After serving as an assistant last season, Steiner took over the program this year and began to instill his own philosophies on the game. His plan consisted of an aggressive, attacking offense that would also run back to play defense and keep possession in the opponent's half of the field. Ideally, Ogden's defense wouldn't have to do too much work.
It required some prodding. In the Tigers' traditional set, there were not quite as many demands on the forwards as in Steiner's offense. That meant strikers and attacking midfielders would have to get used to running. A lot.
"We had to work on our fitness, definitely," forward Cassie Hanson says. "Coach is a big [Manchester United] fan, and he got this from them: We wanted to give other teams six seconds of hell by attacking, being pesky and just not giving up."
The tactical adjustments worked very well for Ogden, which led 3A with 77 goals but gave up only 10 all year. Many of the teams they faced were ill-suited for such pressure, and the squad's confidence in themselves grew.
But Steiner was also responsible for unifying the team in a way it had never thought of before. The coach added up the numbers on each player's jersey, coming up with a total of 497. That total, he explained, would represent how the sum of the team's parts was greater than any one piece.
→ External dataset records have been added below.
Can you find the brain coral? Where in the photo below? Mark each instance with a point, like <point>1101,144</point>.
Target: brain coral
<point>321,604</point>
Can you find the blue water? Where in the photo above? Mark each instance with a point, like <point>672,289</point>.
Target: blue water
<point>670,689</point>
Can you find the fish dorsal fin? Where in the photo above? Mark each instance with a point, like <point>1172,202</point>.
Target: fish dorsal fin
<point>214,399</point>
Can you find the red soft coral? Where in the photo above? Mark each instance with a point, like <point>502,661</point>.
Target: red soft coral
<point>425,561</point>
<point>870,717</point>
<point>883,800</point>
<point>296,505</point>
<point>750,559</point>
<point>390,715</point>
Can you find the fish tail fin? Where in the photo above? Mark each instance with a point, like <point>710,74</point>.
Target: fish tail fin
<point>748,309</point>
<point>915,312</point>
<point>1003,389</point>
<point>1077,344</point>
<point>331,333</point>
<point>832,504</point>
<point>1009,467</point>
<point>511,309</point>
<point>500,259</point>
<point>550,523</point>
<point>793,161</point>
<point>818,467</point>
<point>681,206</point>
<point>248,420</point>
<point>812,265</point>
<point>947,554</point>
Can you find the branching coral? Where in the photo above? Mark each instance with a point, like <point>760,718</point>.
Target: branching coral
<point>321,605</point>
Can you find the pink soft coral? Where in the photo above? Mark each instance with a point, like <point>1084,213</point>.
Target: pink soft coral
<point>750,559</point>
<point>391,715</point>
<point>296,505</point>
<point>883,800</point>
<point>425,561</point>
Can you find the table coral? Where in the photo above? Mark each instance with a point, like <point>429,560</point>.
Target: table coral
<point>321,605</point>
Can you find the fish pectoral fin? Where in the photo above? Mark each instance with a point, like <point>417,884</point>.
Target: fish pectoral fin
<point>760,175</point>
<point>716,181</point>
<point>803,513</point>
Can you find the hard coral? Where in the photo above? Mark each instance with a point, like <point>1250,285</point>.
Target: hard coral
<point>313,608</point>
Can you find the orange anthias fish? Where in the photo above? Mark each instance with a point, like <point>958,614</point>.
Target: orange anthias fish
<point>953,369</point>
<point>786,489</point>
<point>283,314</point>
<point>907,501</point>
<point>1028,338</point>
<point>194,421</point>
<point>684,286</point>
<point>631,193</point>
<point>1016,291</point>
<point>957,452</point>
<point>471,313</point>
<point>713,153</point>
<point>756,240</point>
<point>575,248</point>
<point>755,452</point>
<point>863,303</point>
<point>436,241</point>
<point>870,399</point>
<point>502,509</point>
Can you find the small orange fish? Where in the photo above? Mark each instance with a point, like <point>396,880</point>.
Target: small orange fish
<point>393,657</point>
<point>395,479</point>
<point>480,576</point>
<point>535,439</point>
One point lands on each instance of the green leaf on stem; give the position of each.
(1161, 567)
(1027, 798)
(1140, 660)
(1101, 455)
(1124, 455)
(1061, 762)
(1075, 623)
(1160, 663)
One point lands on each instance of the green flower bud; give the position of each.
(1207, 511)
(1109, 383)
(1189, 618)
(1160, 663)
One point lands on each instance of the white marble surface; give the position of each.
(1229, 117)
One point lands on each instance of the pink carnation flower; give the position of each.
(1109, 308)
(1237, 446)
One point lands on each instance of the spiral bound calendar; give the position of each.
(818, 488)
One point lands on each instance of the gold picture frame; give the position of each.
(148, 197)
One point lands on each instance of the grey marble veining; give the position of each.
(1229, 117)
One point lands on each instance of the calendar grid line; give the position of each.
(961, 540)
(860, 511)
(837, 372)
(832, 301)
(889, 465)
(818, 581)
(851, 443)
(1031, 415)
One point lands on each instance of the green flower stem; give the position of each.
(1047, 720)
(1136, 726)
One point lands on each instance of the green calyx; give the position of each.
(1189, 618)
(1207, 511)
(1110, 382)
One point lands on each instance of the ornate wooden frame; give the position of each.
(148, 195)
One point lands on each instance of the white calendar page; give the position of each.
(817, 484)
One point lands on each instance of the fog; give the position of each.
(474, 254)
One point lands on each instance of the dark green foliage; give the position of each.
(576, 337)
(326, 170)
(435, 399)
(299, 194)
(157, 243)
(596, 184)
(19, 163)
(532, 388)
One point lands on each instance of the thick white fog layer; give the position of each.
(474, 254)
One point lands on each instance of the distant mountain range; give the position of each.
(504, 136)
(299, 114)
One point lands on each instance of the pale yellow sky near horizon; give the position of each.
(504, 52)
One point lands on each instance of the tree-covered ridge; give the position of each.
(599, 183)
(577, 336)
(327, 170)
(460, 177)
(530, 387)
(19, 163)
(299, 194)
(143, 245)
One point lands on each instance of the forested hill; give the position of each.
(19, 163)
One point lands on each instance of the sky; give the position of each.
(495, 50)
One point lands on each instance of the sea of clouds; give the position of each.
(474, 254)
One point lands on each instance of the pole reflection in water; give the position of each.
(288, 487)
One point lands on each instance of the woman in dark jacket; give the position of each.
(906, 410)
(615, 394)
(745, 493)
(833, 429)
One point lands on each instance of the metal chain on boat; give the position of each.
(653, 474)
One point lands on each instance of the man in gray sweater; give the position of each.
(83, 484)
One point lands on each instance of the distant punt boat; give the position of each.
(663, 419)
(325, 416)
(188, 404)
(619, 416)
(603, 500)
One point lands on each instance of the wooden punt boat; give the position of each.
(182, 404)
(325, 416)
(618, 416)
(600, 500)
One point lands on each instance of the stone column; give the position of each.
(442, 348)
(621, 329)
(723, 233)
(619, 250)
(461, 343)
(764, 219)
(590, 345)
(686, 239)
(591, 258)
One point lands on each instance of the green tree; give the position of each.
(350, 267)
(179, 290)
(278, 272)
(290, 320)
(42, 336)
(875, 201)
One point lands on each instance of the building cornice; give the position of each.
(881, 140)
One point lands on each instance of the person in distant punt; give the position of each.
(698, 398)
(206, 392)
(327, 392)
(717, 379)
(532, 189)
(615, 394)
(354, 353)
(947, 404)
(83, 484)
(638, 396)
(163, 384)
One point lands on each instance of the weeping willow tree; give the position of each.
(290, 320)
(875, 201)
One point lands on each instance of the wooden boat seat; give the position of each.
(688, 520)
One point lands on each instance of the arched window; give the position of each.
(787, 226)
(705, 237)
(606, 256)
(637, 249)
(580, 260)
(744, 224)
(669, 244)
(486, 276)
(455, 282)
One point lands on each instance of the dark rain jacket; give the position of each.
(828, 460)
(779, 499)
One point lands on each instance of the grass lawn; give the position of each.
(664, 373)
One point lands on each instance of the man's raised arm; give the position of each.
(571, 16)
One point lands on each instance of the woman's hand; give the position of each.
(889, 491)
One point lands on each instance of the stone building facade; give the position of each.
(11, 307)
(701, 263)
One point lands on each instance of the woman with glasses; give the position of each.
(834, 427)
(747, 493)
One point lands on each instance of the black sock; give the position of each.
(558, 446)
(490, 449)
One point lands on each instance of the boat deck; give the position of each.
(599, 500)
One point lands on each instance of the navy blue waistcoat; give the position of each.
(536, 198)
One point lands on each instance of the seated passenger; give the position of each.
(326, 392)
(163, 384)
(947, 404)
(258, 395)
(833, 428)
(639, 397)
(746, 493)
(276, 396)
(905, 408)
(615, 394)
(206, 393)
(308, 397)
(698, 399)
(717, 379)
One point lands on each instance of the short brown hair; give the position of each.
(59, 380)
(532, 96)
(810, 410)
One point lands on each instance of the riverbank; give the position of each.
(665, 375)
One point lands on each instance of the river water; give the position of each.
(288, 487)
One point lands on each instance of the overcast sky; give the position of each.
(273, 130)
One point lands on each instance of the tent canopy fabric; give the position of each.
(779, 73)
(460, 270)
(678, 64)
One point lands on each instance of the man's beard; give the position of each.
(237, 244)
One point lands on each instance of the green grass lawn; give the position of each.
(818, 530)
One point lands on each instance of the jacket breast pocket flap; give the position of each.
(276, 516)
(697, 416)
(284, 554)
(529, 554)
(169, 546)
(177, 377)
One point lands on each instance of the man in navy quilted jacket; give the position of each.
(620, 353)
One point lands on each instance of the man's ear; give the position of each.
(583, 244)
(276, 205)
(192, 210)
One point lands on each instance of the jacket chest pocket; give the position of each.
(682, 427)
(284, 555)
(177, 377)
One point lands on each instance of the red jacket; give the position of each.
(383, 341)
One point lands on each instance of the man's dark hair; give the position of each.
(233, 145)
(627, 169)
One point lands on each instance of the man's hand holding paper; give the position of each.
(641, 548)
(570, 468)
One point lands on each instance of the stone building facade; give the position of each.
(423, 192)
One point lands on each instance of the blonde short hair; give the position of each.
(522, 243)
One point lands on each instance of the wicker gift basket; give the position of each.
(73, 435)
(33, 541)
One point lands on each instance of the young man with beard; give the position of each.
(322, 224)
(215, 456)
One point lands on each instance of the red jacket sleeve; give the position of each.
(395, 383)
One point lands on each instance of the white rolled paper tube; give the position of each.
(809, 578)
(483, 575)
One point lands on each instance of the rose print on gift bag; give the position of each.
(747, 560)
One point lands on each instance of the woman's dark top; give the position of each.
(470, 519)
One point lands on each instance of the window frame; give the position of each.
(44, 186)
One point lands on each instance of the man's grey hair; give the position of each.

It was a number the Tigers would go to in the most dramatic moments of the season in a shootout against Snow Canyon, in a tight semifinal against Park City, and the championship game against Cedar. Whenever they needed to draw upon some deeper part of themselves, the team would remember how valuable they were to each other.
"He would pull us aside at halftime and remind us there was nothing to worry about," Hanson says. "This number, 497, we wrote it on our legs during the playoffs. He would just tell us as long as we worked together and played for each other, everything would be fine."